# Pompano baked



## SaltLife44 (Nov 26, 2007)

*What is the best way to bake a pompano?*

*Anyone have any good recipes?*

*Thanks*


----------



## Travis Gill (Oct 6, 2007)

Head and gut the fish, then cut three diagonal slits on each side then season it how you like.


----------



## Ocean Man (Sep 27, 2007)

There isno good recipe for Pompano.:sick


----------



## JLMass (Oct 1, 2007)

> *Ocean Man (11/29/2007)*There is no good recipe for Pompano.:sick




just because you cant cook dosnt mean pompano is bad


----------



## Ocean Man (Sep 27, 2007)

Trust me, I can cook especially fish. I just don't like Pompano. It has a very strong mineral taste or something. We tried it fried, blackened and grilled with onions, peppers and butter. We gave them a real shot but they even tasted bad next to Bluefish.
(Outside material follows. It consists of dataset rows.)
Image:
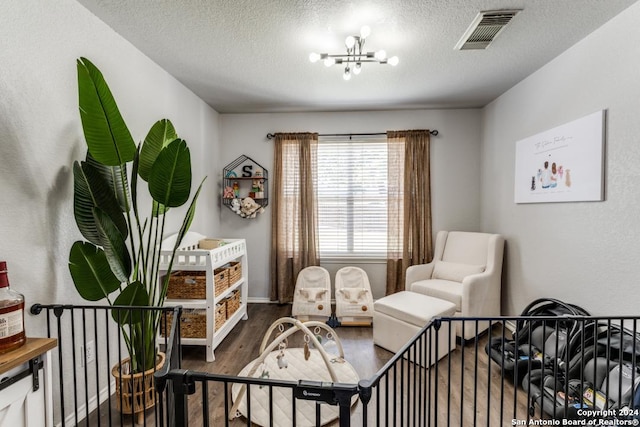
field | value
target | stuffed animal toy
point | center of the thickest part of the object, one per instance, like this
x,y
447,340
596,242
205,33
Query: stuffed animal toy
x,y
228,192
249,208
235,206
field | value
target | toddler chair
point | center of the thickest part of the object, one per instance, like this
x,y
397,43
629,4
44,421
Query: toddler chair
x,y
354,300
312,295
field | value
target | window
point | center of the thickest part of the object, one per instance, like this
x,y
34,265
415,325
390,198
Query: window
x,y
352,197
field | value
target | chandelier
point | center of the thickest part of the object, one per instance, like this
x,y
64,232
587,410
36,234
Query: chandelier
x,y
355,56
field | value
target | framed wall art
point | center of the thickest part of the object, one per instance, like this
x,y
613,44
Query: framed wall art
x,y
563,164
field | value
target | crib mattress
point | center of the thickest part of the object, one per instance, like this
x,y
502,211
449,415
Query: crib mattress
x,y
297,368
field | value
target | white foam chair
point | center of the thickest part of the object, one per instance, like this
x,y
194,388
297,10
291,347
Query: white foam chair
x,y
354,300
467,271
312,295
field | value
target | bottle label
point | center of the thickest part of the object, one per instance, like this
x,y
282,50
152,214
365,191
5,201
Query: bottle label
x,y
11,323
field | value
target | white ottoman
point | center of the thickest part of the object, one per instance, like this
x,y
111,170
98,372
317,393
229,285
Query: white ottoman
x,y
398,317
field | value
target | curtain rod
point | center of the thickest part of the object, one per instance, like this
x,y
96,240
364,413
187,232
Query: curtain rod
x,y
273,135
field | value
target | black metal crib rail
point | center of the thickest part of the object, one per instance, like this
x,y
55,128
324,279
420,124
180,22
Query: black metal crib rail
x,y
90,345
521,370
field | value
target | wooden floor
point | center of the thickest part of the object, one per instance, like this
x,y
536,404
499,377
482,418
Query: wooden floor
x,y
464,390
We were catching a lot of them this past Spring and Karon told me that she thinks the ones caught during the Fall taste better because of their diet. So maybe that was it but all I know is I love almost all fish including Croaker and Bluefish but Pompano is awful. I put it in the same category as King, fun to catch but better used as bait than food.jmho

Just so I am not completely derailing this thread, here is one badasschef posted on the old forum. Everybody seemed to like the recipe.
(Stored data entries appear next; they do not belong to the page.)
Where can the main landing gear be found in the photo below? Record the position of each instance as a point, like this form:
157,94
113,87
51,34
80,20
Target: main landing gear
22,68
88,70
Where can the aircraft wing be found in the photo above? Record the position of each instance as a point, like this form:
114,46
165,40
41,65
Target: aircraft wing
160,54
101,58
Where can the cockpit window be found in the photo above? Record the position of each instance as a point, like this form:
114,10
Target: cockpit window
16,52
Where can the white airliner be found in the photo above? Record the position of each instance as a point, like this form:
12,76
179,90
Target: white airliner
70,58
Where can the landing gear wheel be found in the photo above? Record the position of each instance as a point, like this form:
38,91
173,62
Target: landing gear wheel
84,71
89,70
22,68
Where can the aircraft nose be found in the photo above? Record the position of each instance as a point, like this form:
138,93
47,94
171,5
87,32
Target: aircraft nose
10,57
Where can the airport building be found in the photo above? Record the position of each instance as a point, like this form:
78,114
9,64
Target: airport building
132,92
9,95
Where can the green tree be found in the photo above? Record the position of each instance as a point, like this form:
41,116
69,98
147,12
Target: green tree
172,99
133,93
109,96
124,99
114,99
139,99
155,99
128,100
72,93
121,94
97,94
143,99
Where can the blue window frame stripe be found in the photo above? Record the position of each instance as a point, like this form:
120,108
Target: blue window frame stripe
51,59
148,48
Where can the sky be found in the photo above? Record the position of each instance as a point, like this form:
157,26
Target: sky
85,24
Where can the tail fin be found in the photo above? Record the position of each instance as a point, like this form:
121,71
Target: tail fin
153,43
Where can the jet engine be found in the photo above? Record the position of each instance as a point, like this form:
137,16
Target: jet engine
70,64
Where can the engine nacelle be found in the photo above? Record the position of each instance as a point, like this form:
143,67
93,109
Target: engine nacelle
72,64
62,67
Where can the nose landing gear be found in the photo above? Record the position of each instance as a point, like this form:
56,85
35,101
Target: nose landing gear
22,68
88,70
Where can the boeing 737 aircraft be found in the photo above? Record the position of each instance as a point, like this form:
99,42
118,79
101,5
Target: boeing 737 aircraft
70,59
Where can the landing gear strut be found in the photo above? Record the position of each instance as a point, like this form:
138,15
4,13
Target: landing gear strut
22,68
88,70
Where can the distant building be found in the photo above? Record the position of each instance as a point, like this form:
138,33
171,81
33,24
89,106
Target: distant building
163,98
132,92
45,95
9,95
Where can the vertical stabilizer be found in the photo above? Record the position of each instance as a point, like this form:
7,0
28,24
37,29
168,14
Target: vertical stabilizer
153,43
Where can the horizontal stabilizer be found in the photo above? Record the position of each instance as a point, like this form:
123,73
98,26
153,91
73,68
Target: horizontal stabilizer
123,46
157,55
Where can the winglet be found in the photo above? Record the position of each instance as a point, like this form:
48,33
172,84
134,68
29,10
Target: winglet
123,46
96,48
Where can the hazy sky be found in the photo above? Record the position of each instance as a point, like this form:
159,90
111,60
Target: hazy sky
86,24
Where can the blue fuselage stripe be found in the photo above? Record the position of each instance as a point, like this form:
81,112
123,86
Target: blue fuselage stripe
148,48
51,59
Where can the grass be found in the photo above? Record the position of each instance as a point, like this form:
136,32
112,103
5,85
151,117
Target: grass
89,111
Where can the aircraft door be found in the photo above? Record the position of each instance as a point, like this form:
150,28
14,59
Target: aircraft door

http://www.pensacolafishingforum.com/forum/forums/thread-view.asp?tid=18623&posts=16


----------



## JLMass (Oct 1, 2007)

i have been eating pompano all my life its one of the best tasting fish out there you cant go over the top with it just a little cajun shake or other seasoning and just grill it then cover with some butter thats how my dad does it


----------



## Travis Gill (Oct 6, 2007)

Your out of your mind!!!! Just give me all those pomps that you don't like.You have to either do it how I said or leave the skin on when cooking it IMO. Fall fish are a little sweeter, but all pomps are awesome and one of my favorites


----------



## John B. (Oct 2, 2007)

smoked is great... man nor fish can turn down smoked pompano... Obie (TiderRider) brought some smoked pompano out to the pier this spring... a buddy of mine put a piece on the back of his ling jig.... minutes later he was hooked up with a 68# cobia...... coincidence, I THINK NOT!:bowdown


----------